Yeah. If tabs and control characters and so on are a real problem, we
can easily define a text encoding that's both readable and safe. What
characters do we need? !@#$%^&*()-=_+[]{};':",./<>?\|`~, space, tab,
letters, numbers, and perhaps some other ASCII control characters. At
least letters, numbers, space, and !$%&*()-=+;:",./?\ will make it
through any translation. So we just define codes for the other
characters and be done with it. A machine without ~ can give an error if
it sees the code for ~. Binary files which inherently depend on the 256
bytes can be uuencoded. Done.

> However, some sort of checksum should be included for verification.

True. A cryptographic hash function, like Merkle's Snefru with 3 or 4
passes, would suffice.

> Unfortunately most people don't include such a check code when
> they post shar'd source,

But won't all this go into the shar program?

---Dan

oz@yunexus.yorku.ca (Ozan Yigit) (01/07/91)

In article <sean.662835867@s.ms.uky.edu> sean@ms.uky.edu (Sean Casey) writes:

>... By now, everyone should be able to do ascii.

Ascii? Or do you mean ISO Latin ... 

oz
---
Good design means less design. Design   | Internet: oz@nexus.yorku.ca 
must serve users, not try to fool them. | UUCP: utzoo/utai!yunexus!oz
-- Dieter Rams, Chief Designer, Braun.  | phonet: 1+ 416 736 5257
  

kyle@UUNET.UU.NET (Kyle Jones) (01/08/91)

Sean Casey writes:
 > ... By now, everyone should be able to do ascii.

Ozan Yigit writes:
 > Ascii? Or do you mean ISO Latin ... 

No, he probably means ASCII.  Some vendors STAY behind the times.
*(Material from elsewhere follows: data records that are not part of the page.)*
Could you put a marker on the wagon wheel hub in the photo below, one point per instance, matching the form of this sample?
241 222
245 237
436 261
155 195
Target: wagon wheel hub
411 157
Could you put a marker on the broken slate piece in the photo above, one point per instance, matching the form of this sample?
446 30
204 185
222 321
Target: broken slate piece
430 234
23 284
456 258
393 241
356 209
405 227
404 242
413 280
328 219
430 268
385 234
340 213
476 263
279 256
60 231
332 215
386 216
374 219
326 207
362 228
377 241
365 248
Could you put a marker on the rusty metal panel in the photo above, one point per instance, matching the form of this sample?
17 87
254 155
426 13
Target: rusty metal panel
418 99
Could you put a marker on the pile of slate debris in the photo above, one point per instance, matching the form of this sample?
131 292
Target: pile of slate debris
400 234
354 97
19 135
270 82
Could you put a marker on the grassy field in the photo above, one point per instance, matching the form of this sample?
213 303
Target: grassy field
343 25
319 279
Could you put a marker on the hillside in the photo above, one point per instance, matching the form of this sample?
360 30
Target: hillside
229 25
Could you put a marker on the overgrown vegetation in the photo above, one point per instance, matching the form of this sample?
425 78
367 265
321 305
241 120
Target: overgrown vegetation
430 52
kris@beep.UUCP (Huh?) (01/09/91)

In article <sean.662835867@s.ms.uky.edu>, sean@ms.uky.edu (Sean Casey) writes:
 >The problem is with the $$&@! inflexible operating systems and
 >gateways. By now, everyone should be able to do ascii. By now,
 >everyone's computer system should understand lines of 133 characters
 >or more.

 >Where the energy needs to be spent is getting these outdated systems
 >up to spec with the rest of the world. I say with all seriousness
 >"leave them behind". Then the vendors will get a clue and start fixing
 >things.

     I disagree.  Part of USENET's appeal is its versatility, its ability
to "connect" different types of machines, not just the "elite" with money
to burn.  I say, 'make the software able to translate between all/most
machines and help those with "older" machines to come up with some sort
of translator'.  Some would call "beep" an "older system" (1985), but that
doesn't mean I'm not interested in what's out there, and I certainly don't
want to be cut out because the yuppies decide "beep" is a slum.

-- 
					Kris
					key!beep!kris -OR- woodowl!beep!kris

"For men without women
 are like fish without water to swim in;                       Was (Not Was)
 their eyes bugging out, they flop on the beach                "Shadow & Jimmy"
 and stare up at the girls who are just out of reach."